Y en la memoria todavía lucen frescos los recuerdos, y las risas, que ayer, en Córdoba, empapamos en cerveza. Fue en el viejo camino de las ermitas, cerca de nuestro territorio infantil, y fueron Alberto y Paco, cómplices en una patria que sólo es nuestra, los que convocaron aquellos días felices.
Con estos materiales, y la nostalgia que habita en ellos, me pongo a cocinar. De Amsterdam tomo los aromas, sencillos, de aquella sopa que un día, entre copos de nieve, saboreamos en el Bazar de Albert Cuypstraat (www.bazaramsterdam.nl). De Roma el genuino bullicio latino, y ese caos ordenado , de Casa Luzzi (Via di San Giovanni in Laterano, 88). Y de Córdoba, los fogones, casi siempre encendidos, de mi casa, o de la casa de mi abuela, donde tantos caldos caseros alimentaron mi desgana.

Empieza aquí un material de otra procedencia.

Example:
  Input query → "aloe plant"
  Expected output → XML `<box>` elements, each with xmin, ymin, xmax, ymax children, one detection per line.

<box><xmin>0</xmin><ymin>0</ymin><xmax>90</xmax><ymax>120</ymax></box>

Hoy voy a regalarle a Sol una sopa Minestrone (algo heterodoxa, pero Minestrone). Las verduras nos las dicta la temporada, y siempre se puede improvisar con el fondo de frigorífico (aunque a mí la col rizada nunca me puede faltar en este plato). La Minestrone de este domingo de marzo lleva una cebolla pequeña, un puerro, una vara de apio, una zanahoria, media col rizada, una patata pequeña, un tomate bien maduro, un trozo de careta de cerdo (hay quien usa bacon o un trozo de jamón con veta de tocino, pero yo tiro de los restos de careta de cerdo, salada y ahumada, que compré en un viejo colmao de Oporto, y así incorporo una cuarta ciudad a la receta), queso parmesano, perejil fresco y unos dos litros de caldo (ligero) de pollo (un sustituto de tienda que no desmerece: caldo Aneto, de pollo, en tetrabrik).
Picamos en trozos pequeños la cebolla, el puerro, el apio, la zanahoria y la careta de cerdo. Todo estos ingredientes los ponemos, con un chorreón de aceite de oliva, en una olla bien grande, de fondo grueso, donde se irán mareando a fuego mediano. Cuando estén tiernas estas verduras añadimos (también picados en trozos pequeños) la col rizada, la patata y el tomate. Añadimos un trozo, generoso, de queso parmesano (si puede ser con costra, con corteza, mejor). Salpimentamos y seguimos mareando, a fuego medio, durante unos 15 minutos. Entonces añadimos el caldo y llevamos a ebullición. Dejamos hervir, a fuego suave, durante unos diez minutos y ya está lista la sopa. Servimos cada plato con un poco de queso parmesano rallado (se prescinde del trozo que coció en la olla) y perejil fresco bien picado.
Los hay que gustan de añadir un poco de pasta (unas conchitas, por ejemplo) a esta sopa, dejándola hervir justo hasta que las conchitas estén al dente.
Aunque Sol aún no puede beber vino (todo se andará) me da que esta sopa está pidiendo un Sauvignon Blanc. Algún blanco de Rueda debe andar escondido debajo de la escalera, y con él brindaré por aquella patria escondida en la memoria, aquella a la ayer volví con Alberto y Paco.